長崎には江戸時代に日本三大花街のひとつと云われた丸山があります。全盛期の元禄時代には遊女が丸山・寄合町あわせて1,443人いたそうで、現在も残っている史跡が、往時の賑わいを偲ばせます。
長崎検番 検番とは芸子(芸者)が所属する事務所で、全盛期は二百数十人の芸妓、舞妓がいたそうです。現在は17名です。
史跡料亭花月 ここの柱には坂本龍馬が付けたと云われている刀創があります。現在も営業中で、芸子さんも呼べます。
見返り柳 かつての花街への入口(山の口)に立つ柳の木。花街へと足を運んだ人々が、ここで振り返り丸山遊女との別れを惜しんだらしいです。
忍び坂 丸山遊郭で遊んだ人々が帰る際、丸山の大門を通るのは気が引けるというので、この裏階段を通っていたことから名付けられたそうです。
※上の写真は全て長崎市公式観光サイト「あっとながさき」より転載 https://www.at-nagasaki.jp/
そんな丸山の近く、思案橋停留所の次の終点停留所に「正覚寺下」があります。
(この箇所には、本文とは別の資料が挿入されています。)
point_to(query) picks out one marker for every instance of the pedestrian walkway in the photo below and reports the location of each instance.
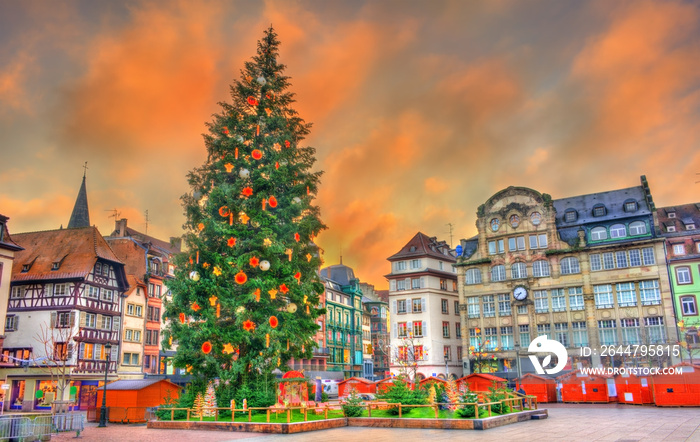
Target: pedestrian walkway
(568, 422)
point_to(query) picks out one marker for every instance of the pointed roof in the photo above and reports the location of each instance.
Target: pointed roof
(423, 245)
(81, 215)
(75, 250)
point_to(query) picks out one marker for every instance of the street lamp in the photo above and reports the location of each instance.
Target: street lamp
(103, 411)
(447, 372)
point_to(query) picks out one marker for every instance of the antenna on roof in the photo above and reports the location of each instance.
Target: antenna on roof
(450, 225)
(115, 213)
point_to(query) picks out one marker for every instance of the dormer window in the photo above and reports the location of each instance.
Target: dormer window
(570, 216)
(630, 206)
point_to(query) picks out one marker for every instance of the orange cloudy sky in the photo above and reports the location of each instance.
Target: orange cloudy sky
(421, 110)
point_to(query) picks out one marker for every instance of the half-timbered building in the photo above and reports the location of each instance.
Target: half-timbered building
(65, 305)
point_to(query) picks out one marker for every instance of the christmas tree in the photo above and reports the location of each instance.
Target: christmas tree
(210, 400)
(245, 297)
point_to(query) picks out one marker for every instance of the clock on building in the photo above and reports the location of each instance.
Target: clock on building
(520, 293)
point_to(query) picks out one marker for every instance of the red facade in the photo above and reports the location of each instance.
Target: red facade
(545, 389)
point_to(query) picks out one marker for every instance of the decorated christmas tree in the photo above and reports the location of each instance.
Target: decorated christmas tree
(210, 400)
(245, 296)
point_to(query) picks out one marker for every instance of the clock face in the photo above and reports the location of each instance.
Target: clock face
(520, 293)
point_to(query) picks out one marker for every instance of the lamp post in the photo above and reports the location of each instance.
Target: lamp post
(103, 411)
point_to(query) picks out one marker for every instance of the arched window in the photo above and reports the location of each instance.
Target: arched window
(618, 231)
(472, 276)
(540, 268)
(569, 265)
(498, 273)
(599, 233)
(518, 270)
(638, 228)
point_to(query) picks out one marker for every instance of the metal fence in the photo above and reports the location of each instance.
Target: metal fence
(37, 426)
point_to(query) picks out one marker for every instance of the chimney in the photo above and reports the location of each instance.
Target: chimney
(120, 227)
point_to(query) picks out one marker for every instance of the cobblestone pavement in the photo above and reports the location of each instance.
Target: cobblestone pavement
(566, 422)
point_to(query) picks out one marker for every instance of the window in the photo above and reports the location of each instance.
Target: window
(575, 298)
(630, 331)
(507, 338)
(473, 307)
(558, 300)
(504, 304)
(62, 320)
(540, 268)
(498, 273)
(90, 320)
(608, 260)
(541, 301)
(524, 335)
(618, 231)
(401, 303)
(655, 330)
(11, 323)
(418, 328)
(445, 329)
(544, 329)
(417, 305)
(683, 275)
(621, 258)
(130, 359)
(489, 306)
(606, 332)
(638, 228)
(689, 305)
(472, 276)
(649, 292)
(599, 233)
(579, 334)
(603, 296)
(561, 333)
(518, 270)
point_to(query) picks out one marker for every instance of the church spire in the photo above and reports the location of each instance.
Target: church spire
(80, 216)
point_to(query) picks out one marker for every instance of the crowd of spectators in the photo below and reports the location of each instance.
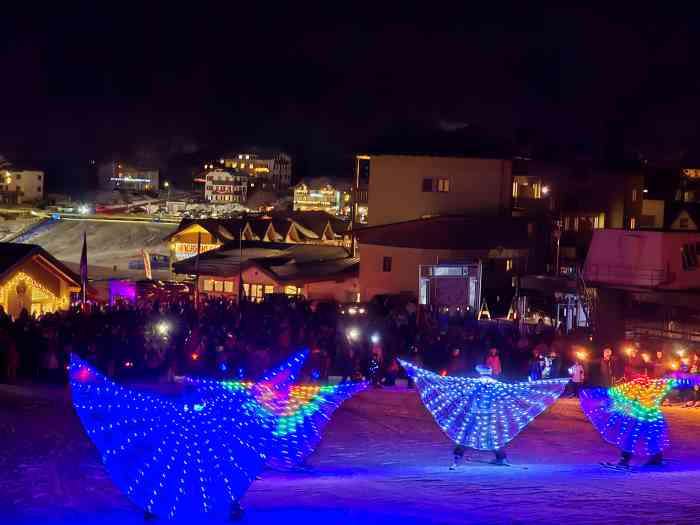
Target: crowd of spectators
(157, 341)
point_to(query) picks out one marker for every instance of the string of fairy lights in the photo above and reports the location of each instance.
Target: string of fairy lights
(196, 453)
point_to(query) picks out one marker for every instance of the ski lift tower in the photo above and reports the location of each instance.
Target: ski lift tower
(453, 286)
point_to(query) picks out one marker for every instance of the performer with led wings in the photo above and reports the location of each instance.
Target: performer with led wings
(196, 453)
(483, 413)
(629, 415)
(297, 413)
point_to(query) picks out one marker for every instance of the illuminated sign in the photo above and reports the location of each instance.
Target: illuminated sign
(129, 179)
(185, 250)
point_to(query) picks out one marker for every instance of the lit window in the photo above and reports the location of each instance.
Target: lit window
(292, 290)
(386, 264)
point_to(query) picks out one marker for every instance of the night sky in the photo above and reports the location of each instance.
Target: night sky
(165, 80)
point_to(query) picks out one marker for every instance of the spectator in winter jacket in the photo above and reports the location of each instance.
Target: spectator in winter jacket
(607, 367)
(493, 361)
(659, 368)
(577, 377)
(535, 366)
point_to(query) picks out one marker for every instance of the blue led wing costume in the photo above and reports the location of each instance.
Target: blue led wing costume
(183, 456)
(483, 413)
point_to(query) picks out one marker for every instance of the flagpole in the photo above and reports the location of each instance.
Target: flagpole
(196, 271)
(83, 271)
(240, 264)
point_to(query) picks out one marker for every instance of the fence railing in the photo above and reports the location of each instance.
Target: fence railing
(620, 274)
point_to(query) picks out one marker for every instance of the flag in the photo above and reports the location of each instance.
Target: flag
(147, 264)
(83, 269)
(241, 288)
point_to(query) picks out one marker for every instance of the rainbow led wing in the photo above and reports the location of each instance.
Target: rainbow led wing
(297, 415)
(629, 416)
(184, 456)
(483, 413)
(298, 427)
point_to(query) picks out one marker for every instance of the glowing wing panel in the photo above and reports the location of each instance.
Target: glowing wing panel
(483, 413)
(629, 415)
(297, 415)
(190, 455)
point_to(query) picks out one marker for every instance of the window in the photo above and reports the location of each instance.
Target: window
(689, 257)
(386, 264)
(253, 291)
(292, 290)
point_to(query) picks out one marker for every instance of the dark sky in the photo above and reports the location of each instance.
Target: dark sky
(90, 81)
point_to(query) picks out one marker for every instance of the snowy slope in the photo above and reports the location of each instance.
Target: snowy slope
(383, 460)
(109, 244)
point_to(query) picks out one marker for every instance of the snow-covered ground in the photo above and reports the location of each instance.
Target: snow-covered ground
(110, 244)
(383, 460)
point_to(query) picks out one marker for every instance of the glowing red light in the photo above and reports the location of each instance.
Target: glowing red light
(83, 374)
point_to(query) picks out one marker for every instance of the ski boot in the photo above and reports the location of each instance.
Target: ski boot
(236, 512)
(500, 459)
(656, 460)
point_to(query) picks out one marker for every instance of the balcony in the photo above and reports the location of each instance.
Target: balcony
(648, 277)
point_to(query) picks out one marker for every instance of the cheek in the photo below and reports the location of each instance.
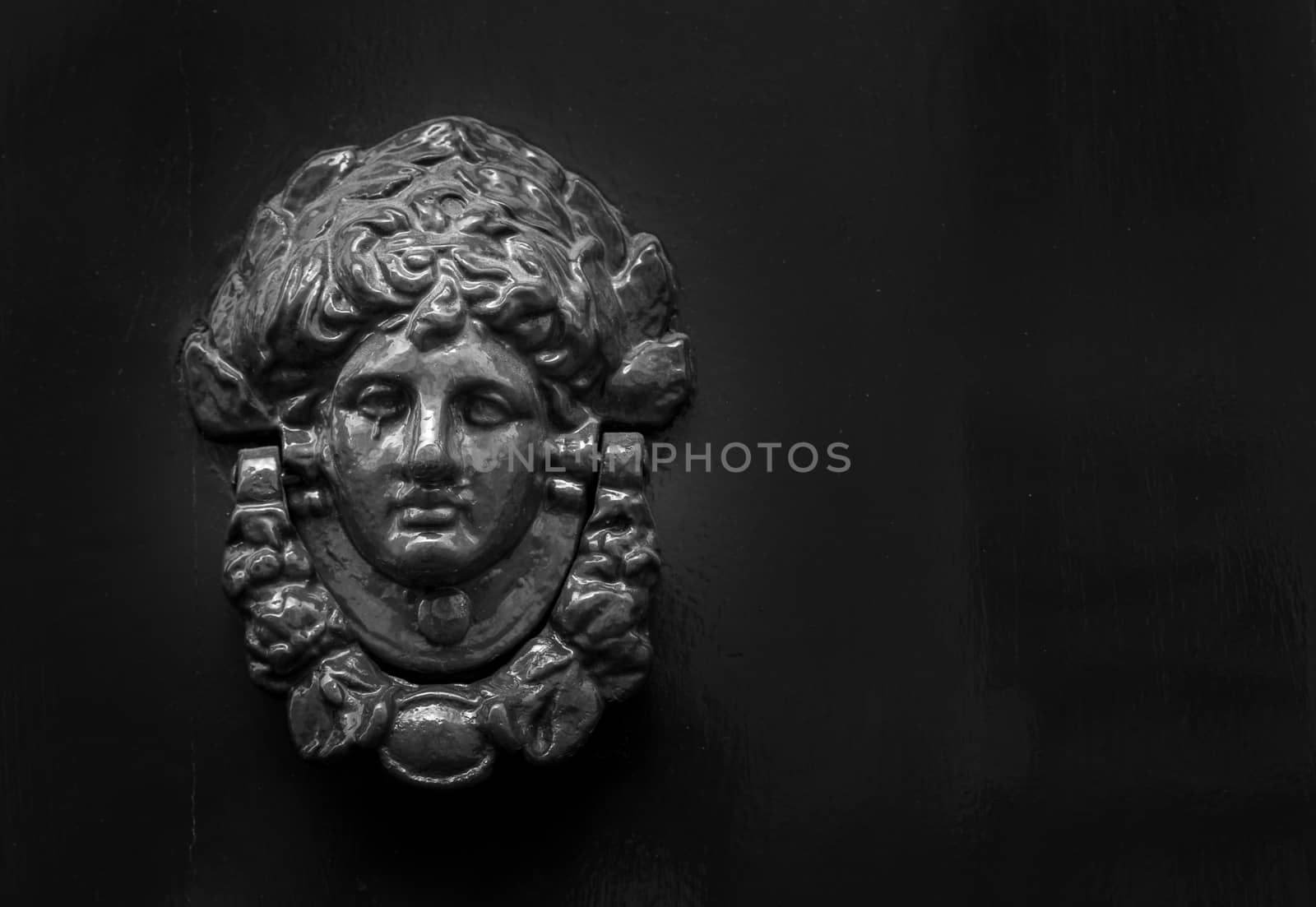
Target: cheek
(359, 447)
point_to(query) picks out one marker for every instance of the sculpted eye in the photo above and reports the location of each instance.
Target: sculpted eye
(487, 410)
(381, 402)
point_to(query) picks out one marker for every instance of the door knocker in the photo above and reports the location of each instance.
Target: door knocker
(438, 359)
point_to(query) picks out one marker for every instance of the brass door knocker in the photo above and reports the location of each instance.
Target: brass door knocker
(438, 548)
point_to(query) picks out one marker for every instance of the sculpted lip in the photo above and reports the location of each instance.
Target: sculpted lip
(428, 517)
(429, 508)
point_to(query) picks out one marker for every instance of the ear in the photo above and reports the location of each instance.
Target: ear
(644, 289)
(224, 405)
(655, 381)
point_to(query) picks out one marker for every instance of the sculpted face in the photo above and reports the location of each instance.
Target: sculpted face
(411, 437)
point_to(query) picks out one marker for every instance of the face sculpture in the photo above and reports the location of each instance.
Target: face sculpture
(421, 438)
(436, 548)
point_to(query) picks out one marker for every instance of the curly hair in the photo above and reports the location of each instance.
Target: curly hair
(443, 223)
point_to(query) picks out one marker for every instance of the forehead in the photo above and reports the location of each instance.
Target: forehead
(474, 354)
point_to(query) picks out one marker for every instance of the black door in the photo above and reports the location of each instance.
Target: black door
(1043, 267)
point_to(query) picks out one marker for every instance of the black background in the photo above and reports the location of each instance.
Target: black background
(1043, 265)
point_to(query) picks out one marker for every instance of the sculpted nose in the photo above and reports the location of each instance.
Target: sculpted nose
(432, 456)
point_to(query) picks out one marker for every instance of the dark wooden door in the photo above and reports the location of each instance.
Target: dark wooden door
(1044, 266)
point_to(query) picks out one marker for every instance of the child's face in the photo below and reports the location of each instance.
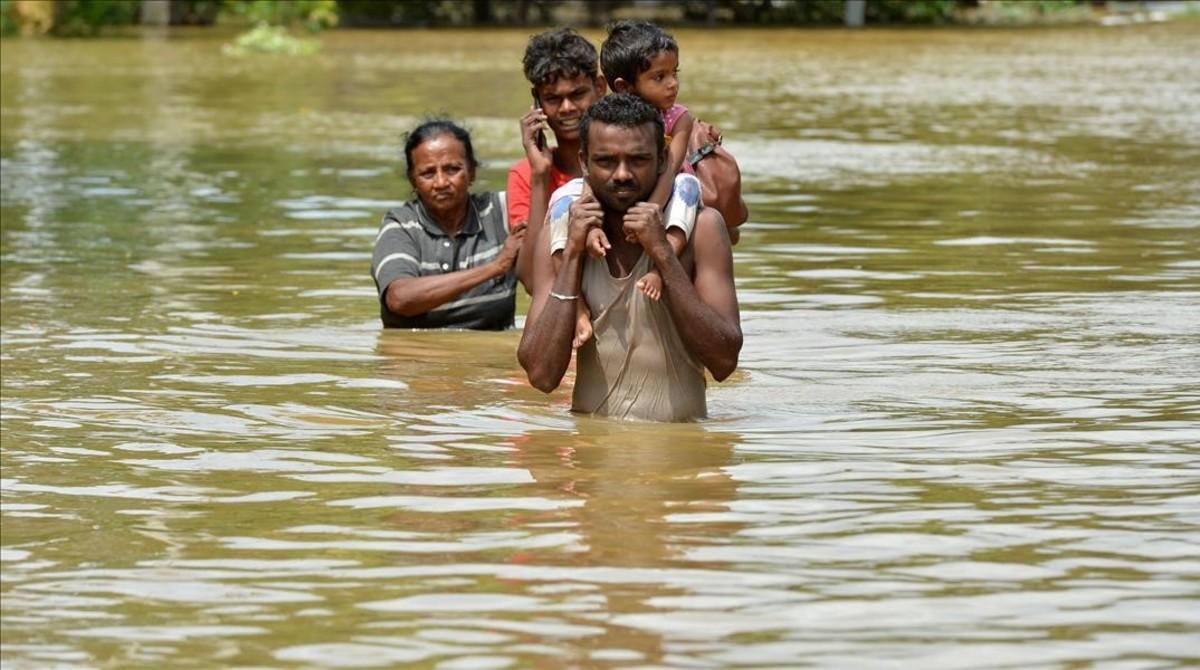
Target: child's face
(659, 84)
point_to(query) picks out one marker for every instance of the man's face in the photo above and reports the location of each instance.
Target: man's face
(564, 102)
(622, 165)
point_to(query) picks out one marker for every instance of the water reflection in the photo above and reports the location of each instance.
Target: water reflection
(965, 417)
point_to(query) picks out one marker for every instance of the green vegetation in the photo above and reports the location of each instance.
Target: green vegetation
(312, 15)
(270, 40)
(89, 17)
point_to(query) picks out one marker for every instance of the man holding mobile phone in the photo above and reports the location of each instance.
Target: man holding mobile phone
(562, 67)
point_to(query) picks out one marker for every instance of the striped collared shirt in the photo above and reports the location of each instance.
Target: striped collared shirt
(411, 244)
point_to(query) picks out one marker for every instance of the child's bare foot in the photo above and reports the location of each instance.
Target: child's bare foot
(598, 243)
(651, 285)
(582, 329)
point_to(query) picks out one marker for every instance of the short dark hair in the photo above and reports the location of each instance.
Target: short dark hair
(625, 111)
(431, 129)
(629, 48)
(558, 53)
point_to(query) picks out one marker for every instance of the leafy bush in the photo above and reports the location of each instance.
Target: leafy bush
(312, 15)
(270, 40)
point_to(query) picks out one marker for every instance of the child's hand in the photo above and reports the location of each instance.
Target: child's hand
(598, 243)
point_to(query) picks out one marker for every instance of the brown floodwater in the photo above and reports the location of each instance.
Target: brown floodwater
(964, 432)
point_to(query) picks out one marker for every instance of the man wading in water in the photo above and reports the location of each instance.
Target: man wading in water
(646, 358)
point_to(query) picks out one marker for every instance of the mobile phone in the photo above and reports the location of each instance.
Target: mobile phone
(540, 137)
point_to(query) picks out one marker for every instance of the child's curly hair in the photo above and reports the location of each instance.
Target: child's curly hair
(629, 48)
(558, 53)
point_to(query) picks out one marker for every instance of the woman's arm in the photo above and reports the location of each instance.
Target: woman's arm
(417, 295)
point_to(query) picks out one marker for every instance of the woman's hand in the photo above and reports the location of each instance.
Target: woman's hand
(508, 255)
(540, 160)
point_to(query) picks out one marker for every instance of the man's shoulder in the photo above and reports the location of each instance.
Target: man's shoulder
(711, 232)
(574, 187)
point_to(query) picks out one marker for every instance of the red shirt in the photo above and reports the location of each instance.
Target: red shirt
(519, 189)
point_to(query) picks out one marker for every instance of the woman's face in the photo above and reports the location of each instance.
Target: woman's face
(441, 174)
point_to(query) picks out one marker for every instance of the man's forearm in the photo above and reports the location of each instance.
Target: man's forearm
(711, 336)
(539, 185)
(545, 350)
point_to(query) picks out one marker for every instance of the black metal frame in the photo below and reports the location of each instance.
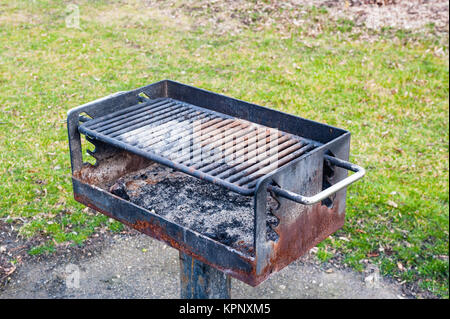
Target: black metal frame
(304, 175)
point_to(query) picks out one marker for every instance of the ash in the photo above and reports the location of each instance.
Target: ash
(206, 208)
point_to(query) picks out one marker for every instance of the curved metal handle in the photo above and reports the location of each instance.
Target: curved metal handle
(305, 200)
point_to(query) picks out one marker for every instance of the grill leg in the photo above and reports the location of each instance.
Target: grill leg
(201, 281)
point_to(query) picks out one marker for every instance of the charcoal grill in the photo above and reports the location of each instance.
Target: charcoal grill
(294, 169)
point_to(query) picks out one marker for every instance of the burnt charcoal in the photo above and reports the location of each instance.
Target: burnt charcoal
(119, 189)
(203, 207)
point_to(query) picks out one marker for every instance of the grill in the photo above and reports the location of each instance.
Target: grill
(293, 169)
(221, 149)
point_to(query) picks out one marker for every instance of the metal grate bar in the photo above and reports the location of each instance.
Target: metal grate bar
(147, 137)
(235, 172)
(154, 118)
(263, 170)
(216, 139)
(243, 157)
(131, 114)
(235, 147)
(94, 123)
(209, 145)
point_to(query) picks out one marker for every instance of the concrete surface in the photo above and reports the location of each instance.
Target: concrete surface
(140, 267)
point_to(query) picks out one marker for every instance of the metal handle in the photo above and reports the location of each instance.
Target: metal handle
(305, 200)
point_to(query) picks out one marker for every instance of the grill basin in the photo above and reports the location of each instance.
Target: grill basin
(254, 151)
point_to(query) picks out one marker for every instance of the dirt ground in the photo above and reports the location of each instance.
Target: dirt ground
(136, 266)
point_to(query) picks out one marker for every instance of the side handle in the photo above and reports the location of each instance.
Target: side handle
(311, 200)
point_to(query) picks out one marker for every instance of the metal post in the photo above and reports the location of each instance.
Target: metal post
(201, 281)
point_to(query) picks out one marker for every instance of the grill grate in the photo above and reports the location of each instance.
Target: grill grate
(219, 148)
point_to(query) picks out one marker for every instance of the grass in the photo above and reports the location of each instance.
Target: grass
(391, 92)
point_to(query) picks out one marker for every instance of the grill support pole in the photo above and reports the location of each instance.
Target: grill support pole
(201, 281)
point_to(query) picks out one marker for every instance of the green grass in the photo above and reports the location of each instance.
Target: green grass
(391, 93)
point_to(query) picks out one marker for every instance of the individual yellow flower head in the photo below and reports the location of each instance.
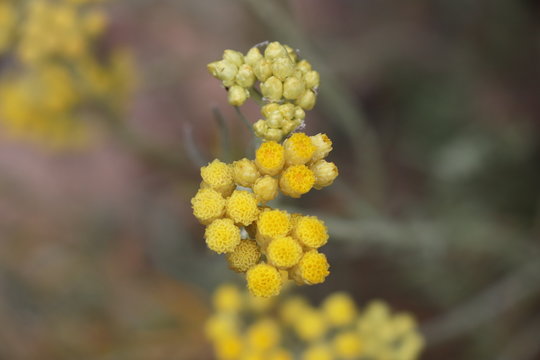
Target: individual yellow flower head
(298, 149)
(310, 325)
(242, 207)
(228, 347)
(265, 188)
(291, 309)
(318, 352)
(227, 298)
(218, 176)
(263, 335)
(311, 269)
(263, 280)
(222, 236)
(310, 231)
(220, 325)
(296, 180)
(347, 345)
(284, 252)
(208, 205)
(270, 158)
(245, 172)
(339, 309)
(273, 223)
(323, 146)
(325, 173)
(244, 256)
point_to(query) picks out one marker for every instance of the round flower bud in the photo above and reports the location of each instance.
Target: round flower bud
(312, 79)
(298, 149)
(245, 172)
(273, 134)
(304, 66)
(270, 158)
(245, 76)
(244, 256)
(274, 120)
(323, 146)
(222, 236)
(227, 298)
(263, 280)
(229, 347)
(307, 100)
(234, 57)
(339, 309)
(293, 88)
(311, 269)
(299, 113)
(237, 95)
(347, 345)
(263, 335)
(253, 56)
(275, 50)
(291, 309)
(318, 352)
(272, 89)
(287, 111)
(262, 69)
(310, 232)
(284, 252)
(223, 70)
(273, 223)
(208, 205)
(218, 176)
(268, 109)
(260, 128)
(310, 325)
(282, 68)
(296, 180)
(242, 207)
(265, 188)
(325, 173)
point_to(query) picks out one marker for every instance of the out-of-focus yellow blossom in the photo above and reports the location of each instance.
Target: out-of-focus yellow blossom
(270, 158)
(311, 269)
(264, 280)
(347, 345)
(334, 330)
(284, 252)
(222, 236)
(310, 231)
(227, 298)
(208, 205)
(318, 352)
(339, 309)
(244, 256)
(242, 207)
(296, 180)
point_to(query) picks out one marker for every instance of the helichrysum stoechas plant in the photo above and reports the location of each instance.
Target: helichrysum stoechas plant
(55, 78)
(292, 328)
(232, 198)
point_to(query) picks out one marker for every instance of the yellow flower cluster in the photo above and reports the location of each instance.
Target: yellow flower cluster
(57, 82)
(278, 241)
(336, 329)
(287, 84)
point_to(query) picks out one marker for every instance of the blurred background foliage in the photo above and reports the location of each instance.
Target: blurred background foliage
(433, 109)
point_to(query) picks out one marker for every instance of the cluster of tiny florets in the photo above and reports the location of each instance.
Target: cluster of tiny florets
(269, 245)
(287, 84)
(337, 329)
(232, 197)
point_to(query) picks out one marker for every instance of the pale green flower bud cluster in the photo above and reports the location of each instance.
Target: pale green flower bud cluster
(287, 84)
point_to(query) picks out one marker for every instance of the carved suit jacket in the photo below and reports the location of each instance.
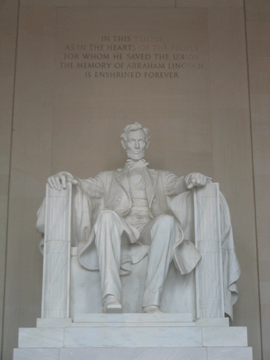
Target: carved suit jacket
(110, 191)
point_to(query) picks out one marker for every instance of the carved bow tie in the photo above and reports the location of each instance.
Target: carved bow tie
(136, 164)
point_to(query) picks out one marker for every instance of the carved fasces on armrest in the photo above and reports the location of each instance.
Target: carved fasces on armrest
(209, 277)
(56, 262)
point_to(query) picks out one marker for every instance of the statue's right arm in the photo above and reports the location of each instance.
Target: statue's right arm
(94, 187)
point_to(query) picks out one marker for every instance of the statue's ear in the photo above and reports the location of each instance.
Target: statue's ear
(124, 144)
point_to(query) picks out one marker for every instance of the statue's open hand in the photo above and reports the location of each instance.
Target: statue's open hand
(59, 181)
(196, 179)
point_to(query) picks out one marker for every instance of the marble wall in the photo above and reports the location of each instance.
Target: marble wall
(258, 46)
(8, 37)
(62, 119)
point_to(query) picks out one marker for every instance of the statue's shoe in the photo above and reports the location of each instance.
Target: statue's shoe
(112, 306)
(152, 309)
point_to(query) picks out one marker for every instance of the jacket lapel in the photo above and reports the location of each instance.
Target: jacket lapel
(150, 184)
(122, 179)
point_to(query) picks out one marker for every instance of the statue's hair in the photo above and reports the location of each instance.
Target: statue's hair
(133, 127)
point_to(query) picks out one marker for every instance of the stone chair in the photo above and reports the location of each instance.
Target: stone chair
(209, 291)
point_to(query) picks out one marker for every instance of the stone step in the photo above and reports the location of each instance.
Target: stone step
(134, 319)
(134, 336)
(184, 353)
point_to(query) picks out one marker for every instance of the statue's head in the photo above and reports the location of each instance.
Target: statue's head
(135, 140)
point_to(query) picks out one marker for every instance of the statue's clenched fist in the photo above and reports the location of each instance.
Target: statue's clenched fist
(59, 181)
(196, 179)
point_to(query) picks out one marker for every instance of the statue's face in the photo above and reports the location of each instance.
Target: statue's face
(136, 145)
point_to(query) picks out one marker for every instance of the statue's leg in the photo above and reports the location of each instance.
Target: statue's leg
(163, 232)
(108, 231)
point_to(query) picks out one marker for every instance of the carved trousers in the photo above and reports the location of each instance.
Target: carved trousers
(160, 234)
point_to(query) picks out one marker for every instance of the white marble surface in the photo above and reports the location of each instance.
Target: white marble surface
(134, 354)
(36, 354)
(206, 322)
(132, 318)
(224, 336)
(218, 353)
(41, 337)
(60, 323)
(133, 337)
(118, 226)
(231, 353)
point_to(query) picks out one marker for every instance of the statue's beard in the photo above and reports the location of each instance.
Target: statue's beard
(135, 156)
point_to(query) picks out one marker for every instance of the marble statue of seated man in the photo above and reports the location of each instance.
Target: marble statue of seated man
(130, 218)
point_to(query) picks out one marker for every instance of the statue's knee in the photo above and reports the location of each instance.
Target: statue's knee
(107, 215)
(166, 221)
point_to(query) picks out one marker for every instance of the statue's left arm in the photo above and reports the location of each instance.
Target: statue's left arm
(175, 185)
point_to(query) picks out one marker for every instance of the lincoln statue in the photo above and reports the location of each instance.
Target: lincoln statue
(130, 219)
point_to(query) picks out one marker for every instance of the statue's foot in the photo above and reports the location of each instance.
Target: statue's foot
(152, 309)
(112, 305)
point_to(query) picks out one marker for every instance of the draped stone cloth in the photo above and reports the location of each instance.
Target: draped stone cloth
(166, 194)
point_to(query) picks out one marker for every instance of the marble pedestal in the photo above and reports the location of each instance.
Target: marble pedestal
(133, 336)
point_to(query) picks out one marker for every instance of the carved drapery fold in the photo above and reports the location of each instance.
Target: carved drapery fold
(56, 262)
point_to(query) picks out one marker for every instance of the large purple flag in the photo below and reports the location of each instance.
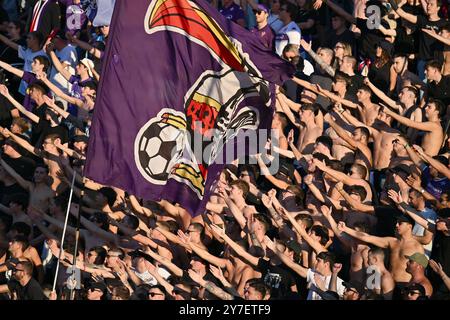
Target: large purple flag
(174, 70)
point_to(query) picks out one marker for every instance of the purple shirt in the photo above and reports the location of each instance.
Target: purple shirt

元々は思案橋停留所が終点だったそうですが、なんでも、当時力のある人の妾宅が清水寺辺りにあったので、その近くに「正覚寺下停留所」を設けたとかいう伝説があるところです。
今回、お話を頂いた物件が、正覚寺下近くの高平町にあります。
かなり渋い外観ですね。10年近く空き家だそうです。
昭和40年代の建物で、室内の造作がよかったので、古さを生かした内装にしたいと思いました。せっかくの逸話がありますので、コンセプトは「花街近くの妾宅」です。
リノベーション後の外観。実際は3階建てで道下に1階があります。道路並みの2階は車庫にしました。
玄関には当時のままの下足箱が。なんとナショナル製です。
畳だった居間に床を貼りました。そのままの床の間に合わせて、ビンテージ調の床材にしました。
建具は光を通すものがよかったので、障子にしました。
襖には梅の絵が。丸山の遊女たちが信仰した「梅園身代わり天満宮」にちなんで。
この欄間が恰好良くて絶対に残したいと思いました。
そのままの天井と床の間。細かいところの造作がおしゃれですね。
玄関はアルミのフラッシュドアです。レトロな玄関周りに合うようにLED照明もクラシックなフォルムのものにしました。
バルコニーには造りつけの花台があります。花を愛でる暮らしができそうです。
バルコニーからの眺め。町並みは変わっていきますね。
水周りは全て新しくしましたが、元からあったペンダントライトが妙にマッチしました。
古いタイルは僕好みです。
一応賃貸物件として作りましたが、僕の偏った好みで仕上げたので一般うけしそうにないですね。